Don’t get sappy. You’re not here to fix him. Even if you were, what could you accomplish in two weeks?
I hadn’t planned on planting anything. I understood the futility of that before I even tried. I’m no gardener. My parents had a small yard, and my mom did plant flowers in pots, but that was her thing, and I really didn’t help much with it. I just enjoyed all the pretty things she grew. At my apartment, I don’t even have a balcony. I have no houseplants. Maybe I should. Maybe I should get a fish so I wouldn’t have to name my footwear and give them personalities.
Don’t say my life is sad. Because it’s not sad. It’s just something I’ve always done for fun, and no, notthatkind of fun. I do know how to have real fun too.
I grasp the coffee mug and head over to the massive patio door at the far side of the kitchen. I’m surprised the backyard doesn’t have a pool or a tennis court since it’s big enough. Sadly, it doesn’t. It’s just an endless garden. Endless ruin and endless brown, twisted deadness.
Anything you plant out here, you can’t take with you anyway.
I know that.

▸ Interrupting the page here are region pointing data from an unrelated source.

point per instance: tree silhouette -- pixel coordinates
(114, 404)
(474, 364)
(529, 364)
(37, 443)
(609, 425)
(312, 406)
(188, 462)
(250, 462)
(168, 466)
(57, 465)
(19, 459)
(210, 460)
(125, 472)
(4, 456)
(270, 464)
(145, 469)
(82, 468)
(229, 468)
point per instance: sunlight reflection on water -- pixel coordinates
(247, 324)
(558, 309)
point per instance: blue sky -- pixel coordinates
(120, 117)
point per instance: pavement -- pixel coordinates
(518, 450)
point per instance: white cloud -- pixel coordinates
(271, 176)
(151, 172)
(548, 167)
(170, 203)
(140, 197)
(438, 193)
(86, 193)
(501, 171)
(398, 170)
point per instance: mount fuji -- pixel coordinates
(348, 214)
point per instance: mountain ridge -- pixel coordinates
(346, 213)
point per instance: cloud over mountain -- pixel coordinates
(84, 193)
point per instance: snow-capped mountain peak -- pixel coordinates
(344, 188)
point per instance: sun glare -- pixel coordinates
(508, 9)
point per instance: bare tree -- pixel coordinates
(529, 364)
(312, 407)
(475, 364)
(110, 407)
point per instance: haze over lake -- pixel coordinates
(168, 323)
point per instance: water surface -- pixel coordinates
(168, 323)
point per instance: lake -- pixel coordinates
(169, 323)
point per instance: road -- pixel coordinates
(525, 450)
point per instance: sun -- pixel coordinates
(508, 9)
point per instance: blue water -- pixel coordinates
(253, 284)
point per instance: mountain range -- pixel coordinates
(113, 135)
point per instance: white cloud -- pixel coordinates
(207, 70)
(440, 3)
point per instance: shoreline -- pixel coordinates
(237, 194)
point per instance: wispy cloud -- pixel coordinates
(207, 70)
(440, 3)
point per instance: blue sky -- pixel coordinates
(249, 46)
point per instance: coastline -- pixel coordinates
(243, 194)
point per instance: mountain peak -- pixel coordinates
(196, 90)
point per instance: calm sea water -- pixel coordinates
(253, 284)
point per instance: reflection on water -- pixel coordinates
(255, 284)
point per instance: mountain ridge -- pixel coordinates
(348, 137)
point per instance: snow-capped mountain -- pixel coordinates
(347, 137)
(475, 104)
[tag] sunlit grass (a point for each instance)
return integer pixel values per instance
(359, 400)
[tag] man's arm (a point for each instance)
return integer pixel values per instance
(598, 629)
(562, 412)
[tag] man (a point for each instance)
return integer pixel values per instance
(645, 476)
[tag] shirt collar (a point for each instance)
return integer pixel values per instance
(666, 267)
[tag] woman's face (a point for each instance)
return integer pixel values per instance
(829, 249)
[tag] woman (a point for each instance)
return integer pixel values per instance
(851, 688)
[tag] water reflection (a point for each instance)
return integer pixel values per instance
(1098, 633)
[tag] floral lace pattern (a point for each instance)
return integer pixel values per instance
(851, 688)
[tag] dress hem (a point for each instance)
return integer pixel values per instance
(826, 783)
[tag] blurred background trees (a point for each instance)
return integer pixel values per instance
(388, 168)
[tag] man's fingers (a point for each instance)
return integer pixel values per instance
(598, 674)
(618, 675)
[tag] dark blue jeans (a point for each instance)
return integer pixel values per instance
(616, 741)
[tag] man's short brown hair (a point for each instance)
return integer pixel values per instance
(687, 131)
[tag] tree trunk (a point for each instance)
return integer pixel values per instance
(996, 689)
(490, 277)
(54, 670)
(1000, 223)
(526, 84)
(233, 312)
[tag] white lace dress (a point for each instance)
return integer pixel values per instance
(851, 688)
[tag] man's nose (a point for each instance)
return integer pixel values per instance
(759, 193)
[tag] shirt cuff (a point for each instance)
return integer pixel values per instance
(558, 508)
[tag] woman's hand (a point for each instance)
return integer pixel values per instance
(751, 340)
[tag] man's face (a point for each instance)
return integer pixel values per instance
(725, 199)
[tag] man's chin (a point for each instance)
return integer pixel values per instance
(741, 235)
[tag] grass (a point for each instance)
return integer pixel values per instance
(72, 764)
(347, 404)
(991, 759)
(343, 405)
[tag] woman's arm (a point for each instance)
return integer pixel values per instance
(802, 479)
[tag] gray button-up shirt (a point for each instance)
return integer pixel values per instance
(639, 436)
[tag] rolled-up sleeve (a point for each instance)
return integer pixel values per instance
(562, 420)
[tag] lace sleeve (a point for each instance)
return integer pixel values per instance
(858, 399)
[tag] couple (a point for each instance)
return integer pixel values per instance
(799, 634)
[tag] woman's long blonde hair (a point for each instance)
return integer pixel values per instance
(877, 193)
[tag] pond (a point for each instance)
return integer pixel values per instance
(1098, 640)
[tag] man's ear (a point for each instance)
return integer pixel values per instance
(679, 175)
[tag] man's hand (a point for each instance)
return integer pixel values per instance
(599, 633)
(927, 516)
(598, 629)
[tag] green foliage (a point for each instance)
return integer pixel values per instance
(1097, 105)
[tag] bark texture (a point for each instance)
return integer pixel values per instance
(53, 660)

I freaking know.
You can’t take anything of that man with you either, so don’t even bother with that nonsense.
Maybe my footwear is wiser than I ever knew. Kidding. I really am kidding. It’s all me, just talking to myself in regular thought speech, however our thoughts sound. I guess it just sounds like my own speaking voice. Anyway, I’m right. I’m the wise one. It’s very, very good advice, and I’ll be sure to remember it when my chest feels like my ribs are getting smushed and stomped on over moldy bread, sour milk, and dead flowers.
Chapter five
Rick
She’s been out there all day.
I should be the kind of man who goes out and helps her. I almost did, a few times, when I heard the cursing and watched Aspen nearly stumble and fall over her feet more than a few times. But I held back. Since then, I’ve spent the better part of a few hours from the office upstairs watching her kick things around in her flip-flops, curse endlessly, shake her fists at inanimate objects, get into wrestling matches with dried-up old vines, and have a near screaming match with the tree she was trying to prune.

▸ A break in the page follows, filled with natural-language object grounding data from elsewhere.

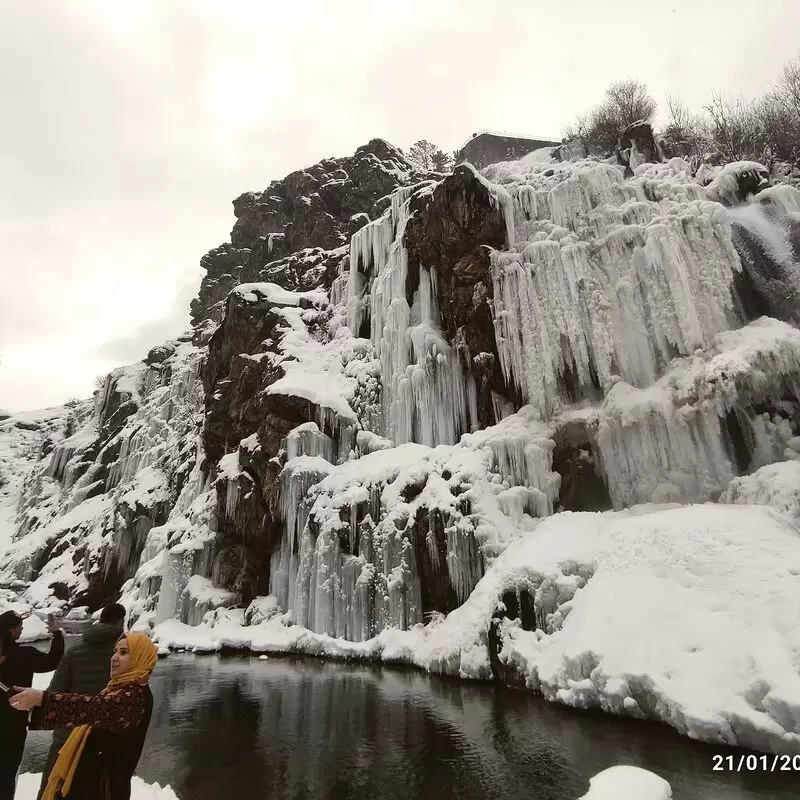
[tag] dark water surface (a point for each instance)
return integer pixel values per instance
(236, 727)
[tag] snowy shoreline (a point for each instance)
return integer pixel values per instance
(690, 616)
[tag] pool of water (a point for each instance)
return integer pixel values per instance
(237, 726)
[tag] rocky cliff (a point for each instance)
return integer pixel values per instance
(393, 376)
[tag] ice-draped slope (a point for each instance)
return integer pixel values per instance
(372, 449)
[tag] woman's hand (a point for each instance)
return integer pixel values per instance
(25, 699)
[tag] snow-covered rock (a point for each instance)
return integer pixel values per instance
(373, 450)
(28, 788)
(627, 783)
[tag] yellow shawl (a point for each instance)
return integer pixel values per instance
(143, 660)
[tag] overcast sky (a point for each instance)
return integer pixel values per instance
(127, 128)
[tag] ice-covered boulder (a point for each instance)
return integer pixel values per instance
(627, 783)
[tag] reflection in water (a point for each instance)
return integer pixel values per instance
(302, 729)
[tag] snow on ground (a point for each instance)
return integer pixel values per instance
(627, 783)
(28, 788)
(689, 615)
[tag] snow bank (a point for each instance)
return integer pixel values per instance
(33, 629)
(28, 788)
(687, 615)
(627, 783)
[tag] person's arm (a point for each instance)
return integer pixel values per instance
(62, 680)
(115, 711)
(47, 662)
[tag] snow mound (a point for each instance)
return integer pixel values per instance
(689, 615)
(627, 783)
(28, 788)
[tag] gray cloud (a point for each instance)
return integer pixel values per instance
(128, 128)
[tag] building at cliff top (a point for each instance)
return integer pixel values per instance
(488, 147)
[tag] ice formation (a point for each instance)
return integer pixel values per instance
(644, 326)
(427, 395)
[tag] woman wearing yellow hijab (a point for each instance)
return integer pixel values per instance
(98, 759)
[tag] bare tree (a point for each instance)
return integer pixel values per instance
(626, 102)
(421, 153)
(629, 101)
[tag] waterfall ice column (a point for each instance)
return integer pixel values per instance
(623, 305)
(427, 396)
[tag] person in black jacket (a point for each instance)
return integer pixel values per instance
(17, 668)
(100, 756)
(85, 669)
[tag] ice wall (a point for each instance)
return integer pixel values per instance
(428, 397)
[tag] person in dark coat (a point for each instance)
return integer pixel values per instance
(85, 669)
(17, 668)
(100, 756)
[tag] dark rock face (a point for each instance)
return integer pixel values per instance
(572, 150)
(293, 234)
(736, 182)
(639, 138)
(575, 459)
(284, 232)
(452, 231)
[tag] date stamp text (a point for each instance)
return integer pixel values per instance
(756, 763)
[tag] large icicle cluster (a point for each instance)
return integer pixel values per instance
(636, 334)
(607, 277)
(427, 395)
(367, 544)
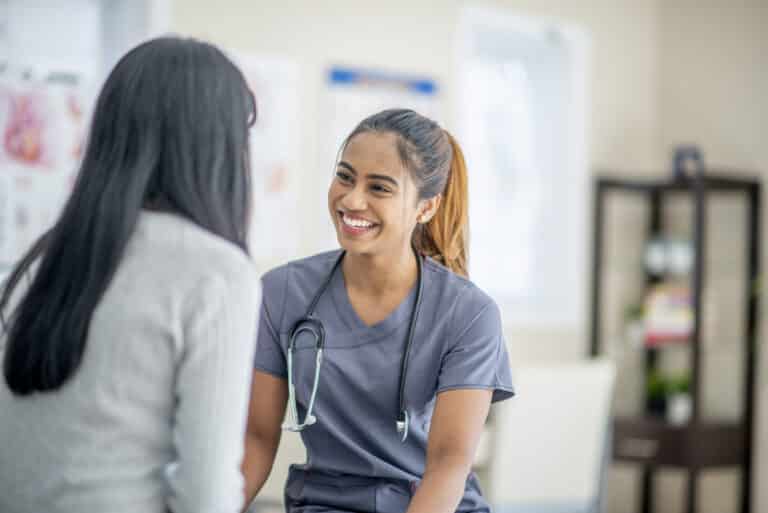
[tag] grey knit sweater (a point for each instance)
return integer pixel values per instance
(154, 417)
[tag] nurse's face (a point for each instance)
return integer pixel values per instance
(373, 200)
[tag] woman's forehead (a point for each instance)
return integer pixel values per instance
(374, 152)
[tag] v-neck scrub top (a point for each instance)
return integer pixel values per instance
(355, 459)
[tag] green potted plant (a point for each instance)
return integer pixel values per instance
(679, 403)
(656, 394)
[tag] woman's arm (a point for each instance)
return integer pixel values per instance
(269, 395)
(211, 389)
(457, 424)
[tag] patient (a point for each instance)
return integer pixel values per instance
(128, 328)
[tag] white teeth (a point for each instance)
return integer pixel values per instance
(356, 223)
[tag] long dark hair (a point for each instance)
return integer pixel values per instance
(169, 132)
(436, 163)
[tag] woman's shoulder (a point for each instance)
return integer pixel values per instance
(308, 271)
(192, 248)
(287, 289)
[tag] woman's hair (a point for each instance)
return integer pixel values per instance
(170, 133)
(437, 165)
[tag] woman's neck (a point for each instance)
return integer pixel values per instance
(380, 275)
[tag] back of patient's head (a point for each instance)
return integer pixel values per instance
(169, 132)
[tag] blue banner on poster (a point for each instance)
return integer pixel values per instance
(349, 76)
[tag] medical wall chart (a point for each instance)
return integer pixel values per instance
(354, 94)
(42, 135)
(274, 233)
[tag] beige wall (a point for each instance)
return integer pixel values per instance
(663, 72)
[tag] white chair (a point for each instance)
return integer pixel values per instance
(551, 443)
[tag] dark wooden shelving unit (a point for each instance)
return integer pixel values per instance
(700, 444)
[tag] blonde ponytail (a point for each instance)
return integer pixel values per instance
(446, 235)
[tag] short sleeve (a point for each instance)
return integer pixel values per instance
(269, 355)
(478, 357)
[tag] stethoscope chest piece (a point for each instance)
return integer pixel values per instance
(312, 326)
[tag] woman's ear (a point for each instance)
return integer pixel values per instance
(428, 208)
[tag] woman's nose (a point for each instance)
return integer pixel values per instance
(355, 199)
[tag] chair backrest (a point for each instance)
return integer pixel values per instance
(551, 442)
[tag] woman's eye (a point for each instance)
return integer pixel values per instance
(344, 176)
(380, 189)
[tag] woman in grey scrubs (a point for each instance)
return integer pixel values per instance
(399, 195)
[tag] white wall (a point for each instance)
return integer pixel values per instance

Aspen found the little garden shed with all the tools at the far end of the yard. Rakes, shears, shovels—they’re scattered all over back there. I went upstairs to the office as soon as she went outside. Cracking open a window shouldn’t have been as delightful as it ended up being, but I haven’t been able to concentrate on anything. It’s hard when you have someone cursing up such a creative storm outside.
“You farfing meatball brain of a fucksickle! If you don’t come down right now, I’m going to get the chainsaw and finish you off, I swear!”

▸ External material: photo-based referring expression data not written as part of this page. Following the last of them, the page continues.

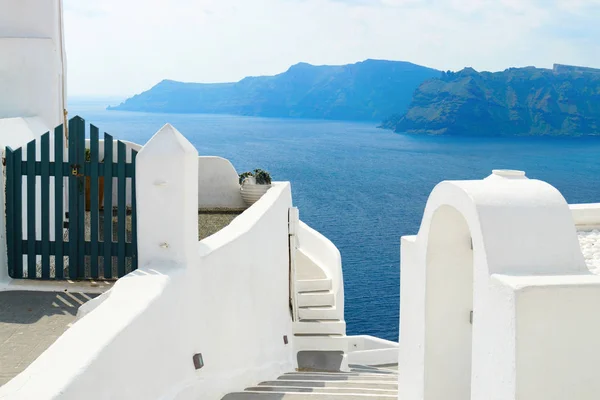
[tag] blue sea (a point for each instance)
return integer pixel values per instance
(364, 187)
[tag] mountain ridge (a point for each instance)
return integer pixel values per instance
(526, 101)
(369, 90)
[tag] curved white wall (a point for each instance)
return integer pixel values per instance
(449, 301)
(32, 72)
(524, 242)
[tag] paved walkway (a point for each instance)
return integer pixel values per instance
(30, 322)
(362, 382)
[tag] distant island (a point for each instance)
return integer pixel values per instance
(564, 100)
(371, 90)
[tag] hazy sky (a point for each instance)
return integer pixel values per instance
(123, 47)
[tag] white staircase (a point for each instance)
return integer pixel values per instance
(318, 327)
(361, 382)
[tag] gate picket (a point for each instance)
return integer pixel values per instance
(87, 259)
(108, 143)
(45, 204)
(59, 213)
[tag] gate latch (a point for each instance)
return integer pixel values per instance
(75, 169)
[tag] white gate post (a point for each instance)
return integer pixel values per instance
(167, 199)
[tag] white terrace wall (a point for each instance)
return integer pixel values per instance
(225, 297)
(32, 65)
(504, 248)
(218, 185)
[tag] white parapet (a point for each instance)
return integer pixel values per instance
(32, 64)
(167, 196)
(494, 289)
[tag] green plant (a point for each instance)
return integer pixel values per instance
(244, 175)
(262, 176)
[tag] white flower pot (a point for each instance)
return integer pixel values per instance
(251, 191)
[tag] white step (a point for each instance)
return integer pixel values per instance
(319, 327)
(326, 384)
(312, 285)
(305, 396)
(338, 377)
(329, 390)
(311, 299)
(321, 343)
(327, 312)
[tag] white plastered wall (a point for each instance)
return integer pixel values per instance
(520, 228)
(32, 64)
(226, 297)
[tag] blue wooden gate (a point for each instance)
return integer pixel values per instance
(72, 205)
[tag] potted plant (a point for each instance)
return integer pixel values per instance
(88, 186)
(254, 184)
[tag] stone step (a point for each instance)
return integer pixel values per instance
(304, 396)
(312, 285)
(337, 376)
(319, 327)
(326, 312)
(324, 384)
(328, 390)
(312, 299)
(321, 343)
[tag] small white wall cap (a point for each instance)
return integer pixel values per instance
(168, 140)
(508, 174)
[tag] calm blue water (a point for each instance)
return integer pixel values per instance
(364, 187)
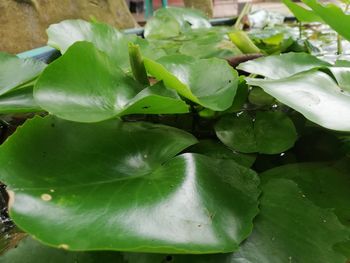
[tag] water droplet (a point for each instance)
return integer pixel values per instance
(46, 197)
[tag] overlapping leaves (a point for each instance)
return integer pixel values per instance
(118, 186)
(86, 85)
(294, 79)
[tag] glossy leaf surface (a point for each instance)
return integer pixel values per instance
(170, 22)
(282, 66)
(301, 13)
(314, 94)
(211, 83)
(85, 85)
(15, 71)
(147, 201)
(31, 251)
(269, 132)
(105, 38)
(19, 101)
(289, 228)
(333, 15)
(219, 151)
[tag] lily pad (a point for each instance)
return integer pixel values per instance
(31, 251)
(87, 86)
(269, 132)
(314, 94)
(106, 38)
(282, 66)
(118, 186)
(211, 83)
(15, 72)
(170, 22)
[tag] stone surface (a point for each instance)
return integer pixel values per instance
(23, 22)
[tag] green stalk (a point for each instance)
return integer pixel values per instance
(339, 38)
(137, 65)
(245, 11)
(243, 42)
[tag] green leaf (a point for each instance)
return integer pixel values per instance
(322, 184)
(18, 101)
(301, 13)
(170, 22)
(219, 151)
(314, 94)
(333, 15)
(106, 38)
(211, 83)
(289, 228)
(281, 66)
(15, 71)
(118, 186)
(269, 132)
(31, 251)
(243, 42)
(87, 86)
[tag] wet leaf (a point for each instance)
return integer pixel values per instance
(314, 94)
(171, 21)
(15, 72)
(301, 13)
(105, 38)
(211, 83)
(87, 86)
(31, 251)
(148, 200)
(281, 66)
(333, 15)
(269, 132)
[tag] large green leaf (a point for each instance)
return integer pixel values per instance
(314, 94)
(19, 101)
(116, 186)
(333, 15)
(87, 86)
(15, 71)
(170, 22)
(281, 66)
(289, 228)
(31, 251)
(301, 13)
(211, 83)
(324, 185)
(268, 132)
(104, 37)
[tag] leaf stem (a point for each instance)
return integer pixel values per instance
(137, 65)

I lean forward a few inches. She’s trying to prune one of the larger trees. It looks mostly dead, so cutting it down might not be such a bad idea. She’s really struggling since she’s standing on the ground and trying to cut some of the straggly limbs with a tool that looks like it would be better suited to medieval torture.
Do we even have a chainsaw? I don’t think so. And by we, I mean me. It’s just hard for me to think of this place as mine. I never wanted it. I still don’t. I can’t wait until the day I can get rid of it. Some days, I want to trash the whole thing, but that would be counterproductive to the sales aspect.
Aspen is spirited. I’ll give her that.
Alright, she’s beautiful.
And watching her discreetly from up here has made me have to adjust myself in my jeans three times already, and it’s only been a few hours. I’ve cycled between a dick so painfully hard that my jeans are crushing it to giving a stern lecture to myself that makes it go semi-hard, to shifting my gaze back to her lithe, fit little body with all those lovely curves attacking my backyard, which made me hard as steel again.